One of the airlines recently introduced a special half-fare rate for wives accompanying their husbands on business trips. Anticipating some valuable testimonials, the publicity department of the airline sent out letters to all the wives of businessmen who used the special rates, asking how they enjoyed their trip.
Responses are still pouring in from angry wives asking, "What trip?"
A mother and her very young son were flying Southwest Airlines from Kansas City to Chicago. The little boy (who had been looking out the window) turned to his mother and asked, "If big dogs have baby dogs, and big cats have baby cats, why don't big airplanes have baby airplanes?"
The mother (who couldn't think of an answer) told her son to ask the stewardess. So the boy went down the aisle and asked the stewardess. The stewardess, who was very busy at the time, smiled and said, "Did your Mom tell you to ask me?"
The boy said, "Yes she did."
"Well, then, you go and tell your mother that there are no baby airplanes because Southwest always pulls out on time. Have your Mom explain that to you."

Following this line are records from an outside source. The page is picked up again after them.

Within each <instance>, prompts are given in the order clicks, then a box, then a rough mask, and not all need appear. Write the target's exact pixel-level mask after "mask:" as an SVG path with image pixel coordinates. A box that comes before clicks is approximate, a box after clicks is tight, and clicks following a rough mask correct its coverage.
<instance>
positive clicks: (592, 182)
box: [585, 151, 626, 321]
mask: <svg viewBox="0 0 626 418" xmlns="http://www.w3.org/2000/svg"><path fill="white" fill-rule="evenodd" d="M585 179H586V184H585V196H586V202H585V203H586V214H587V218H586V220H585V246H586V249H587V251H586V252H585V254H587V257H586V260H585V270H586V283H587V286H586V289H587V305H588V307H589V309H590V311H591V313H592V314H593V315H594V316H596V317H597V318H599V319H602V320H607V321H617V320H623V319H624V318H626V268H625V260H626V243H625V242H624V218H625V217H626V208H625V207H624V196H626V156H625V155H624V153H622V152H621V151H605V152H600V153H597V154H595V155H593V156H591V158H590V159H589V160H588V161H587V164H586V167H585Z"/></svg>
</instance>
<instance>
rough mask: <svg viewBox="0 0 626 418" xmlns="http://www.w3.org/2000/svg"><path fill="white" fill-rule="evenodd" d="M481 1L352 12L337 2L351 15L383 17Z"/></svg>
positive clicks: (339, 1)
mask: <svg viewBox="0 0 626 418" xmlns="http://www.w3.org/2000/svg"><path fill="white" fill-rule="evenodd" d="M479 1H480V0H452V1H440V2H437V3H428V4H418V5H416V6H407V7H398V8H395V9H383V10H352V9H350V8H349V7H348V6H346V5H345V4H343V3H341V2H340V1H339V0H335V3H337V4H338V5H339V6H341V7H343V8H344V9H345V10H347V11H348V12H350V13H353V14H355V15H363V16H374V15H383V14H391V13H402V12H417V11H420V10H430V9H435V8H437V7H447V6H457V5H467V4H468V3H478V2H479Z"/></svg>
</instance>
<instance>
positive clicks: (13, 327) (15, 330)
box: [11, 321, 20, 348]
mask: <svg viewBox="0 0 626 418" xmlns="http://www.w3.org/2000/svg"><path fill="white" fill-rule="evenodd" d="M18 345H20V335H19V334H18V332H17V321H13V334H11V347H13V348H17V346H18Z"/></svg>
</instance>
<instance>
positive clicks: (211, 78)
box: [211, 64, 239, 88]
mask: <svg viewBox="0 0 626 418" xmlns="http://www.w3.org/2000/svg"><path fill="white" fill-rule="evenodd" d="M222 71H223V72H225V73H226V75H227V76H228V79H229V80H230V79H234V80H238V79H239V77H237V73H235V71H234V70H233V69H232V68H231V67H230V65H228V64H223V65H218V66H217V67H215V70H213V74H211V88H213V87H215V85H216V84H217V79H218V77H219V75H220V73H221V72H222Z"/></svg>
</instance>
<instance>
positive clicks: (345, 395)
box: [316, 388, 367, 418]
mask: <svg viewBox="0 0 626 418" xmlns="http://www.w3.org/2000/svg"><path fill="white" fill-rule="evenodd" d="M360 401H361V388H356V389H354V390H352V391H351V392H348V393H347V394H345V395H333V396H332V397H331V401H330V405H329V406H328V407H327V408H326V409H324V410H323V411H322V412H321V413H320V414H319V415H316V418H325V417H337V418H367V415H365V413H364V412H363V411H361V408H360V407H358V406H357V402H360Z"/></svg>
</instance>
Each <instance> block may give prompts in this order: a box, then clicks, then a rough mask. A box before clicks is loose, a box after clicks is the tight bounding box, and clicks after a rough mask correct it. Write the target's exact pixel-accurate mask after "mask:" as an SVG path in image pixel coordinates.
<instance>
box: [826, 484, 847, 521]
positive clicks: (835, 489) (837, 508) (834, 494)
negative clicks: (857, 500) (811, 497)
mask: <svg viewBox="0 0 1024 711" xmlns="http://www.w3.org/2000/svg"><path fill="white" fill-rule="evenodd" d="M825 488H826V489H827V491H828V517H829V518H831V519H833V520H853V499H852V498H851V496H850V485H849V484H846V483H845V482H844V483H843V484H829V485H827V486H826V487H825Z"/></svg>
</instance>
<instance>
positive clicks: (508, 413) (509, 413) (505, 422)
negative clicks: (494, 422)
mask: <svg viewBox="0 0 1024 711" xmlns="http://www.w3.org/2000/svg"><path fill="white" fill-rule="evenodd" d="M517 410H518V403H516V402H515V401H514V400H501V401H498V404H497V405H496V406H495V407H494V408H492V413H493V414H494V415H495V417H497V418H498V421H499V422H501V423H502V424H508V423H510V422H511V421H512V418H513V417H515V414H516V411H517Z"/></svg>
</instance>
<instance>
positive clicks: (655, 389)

I was inspecting a communications facilities in Alaska. Since I had little experience in flying in small planes, I was nervous when we approached a landing strip in a snow-covered area. The pilot descended to just a couple hundred feet, then gunned both engines, climbed, and circled back. While my heart pounded, the passenger beside me seemed calm.
"I wonder why he didn't land," I said.
"He was checking to see if the landing strip was plowed," the man said.
As we made a second approach, I glanced out the window. "It looks plowed to me," I commented.
"No," my seat mate said. "It hasn't been cleared for some time."
"How can you tell?" I asked.
"Because," the man informed me, "I'm the guy who drives the plow."
On a flight to Florida, I was preparing my notes for one of the parent education seminars I conduct as an educational psychologist. The elderly woman sitting next to me explained that she was returning to Miami after having spent two weeks visiting her six children, 18 grandchildren and ten great grandchildren in Boston.
Then she inquired what I did for a living. I told her, fully expecting her to question me for free professional advice.
Instead she sat back and said, "If there's anything you want to know, just ask me."